Produce 101 () was a Chinese reality show, which premiered on Tencent Video and based on the South Korean franchise show of the same name. The first season premiered on April 21, 2018 and aimed to form an eleven-member girl group.

The series is jointly produced by 7-D Vision and Tencent Penguin Pictures, under license from Mnet's owner CJ E&M. The show attracted more than 4.3 billion views on Tencent Video.

Background
Since the success of Super Girl in China, there has yet to have been a national show that has sparked as strong interest from audiences in the same manner. Subsequently, while the show launched the careers of many talented solo vocalists, there has been a lack of girl groups in the Chinese speaking world. The biggest girl group in the early 2000s was S.H.E and since then, there has arguably been a lack of well-known cohesive girl groups that have been as successful. The show aims to create a brand new "it" girl group that represents modern women and appeals to all genders for the new generation.

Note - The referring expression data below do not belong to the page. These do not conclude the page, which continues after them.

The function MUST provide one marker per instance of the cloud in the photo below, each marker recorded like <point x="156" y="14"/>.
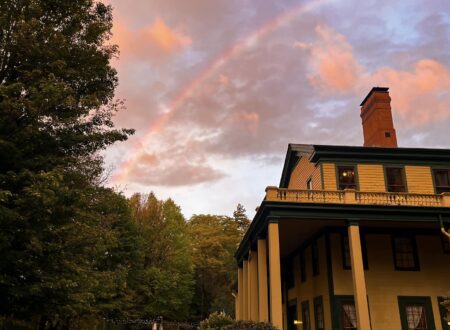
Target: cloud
<point x="420" y="92"/>
<point x="167" y="39"/>
<point x="182" y="164"/>
<point x="331" y="60"/>
<point x="152" y="42"/>
<point x="419" y="95"/>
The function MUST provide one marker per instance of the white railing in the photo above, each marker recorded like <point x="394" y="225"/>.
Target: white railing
<point x="350" y="196"/>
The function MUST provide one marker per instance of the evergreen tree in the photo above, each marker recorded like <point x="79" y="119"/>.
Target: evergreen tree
<point x="214" y="242"/>
<point x="240" y="216"/>
<point x="163" y="281"/>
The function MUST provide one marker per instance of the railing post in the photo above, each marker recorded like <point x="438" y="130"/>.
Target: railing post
<point x="446" y="199"/>
<point x="350" y="196"/>
<point x="271" y="193"/>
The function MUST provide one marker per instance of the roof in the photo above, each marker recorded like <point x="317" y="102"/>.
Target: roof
<point x="374" y="89"/>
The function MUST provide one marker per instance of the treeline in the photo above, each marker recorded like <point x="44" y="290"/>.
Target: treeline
<point x="73" y="252"/>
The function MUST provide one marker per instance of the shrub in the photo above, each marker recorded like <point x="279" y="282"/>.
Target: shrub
<point x="224" y="322"/>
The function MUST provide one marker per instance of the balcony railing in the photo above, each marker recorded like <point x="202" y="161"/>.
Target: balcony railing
<point x="350" y="196"/>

Unlike the original Korean version, Produce 101 China has a number of different rules and challenges introduced beginning in episode 2. One such example is the inclusion of “knock-out” challengers who can take the place of a 101 member in the original “auditions” based on mentors discretion of the challengers’ skills in comparison to the original trainees. In the first elimination, certain members who had highest votes could also choose to save a member who was up for elimination as a second chance “intern.”

Mentors

Episodes

Episode 1 (April 21, 2018) 
The audience is introduced to the Lady Bee trio who walks in to a dark studio wondering where to go. The lights suddenly turn on and 101 seats are shown. Similar to the Korean counterpart, contestants are introduced by label and choose where they want to sit from #1 to #101. Once every girl is seated, the studio darkens and Tao introduces the mentors with each of the mentors performing their own song. After the performances by the mentors have ended, contestants perform with their label mates or a pre-made group to be evaluated from grades A to F. During the episode, it is revealed that only 11 trainees are only to be sorted into the A group, once 11 girls are filled, another girl that has been given the A rank will have to take a girl's nominated seat, voluntarily if a girl in the top 11 chooses to downgrade to the B rank or through a battle. At the end of the episode, we see 11 spots filled yet Yamy is given an A rank. The mentors discuss heavily to choose whom to demote to B rank. They choose Qiang Dongyue and she agrees to a battle with Yamy. Yamy wins the battle and Qiang Dongyue is reluctantly demoted to the B rank.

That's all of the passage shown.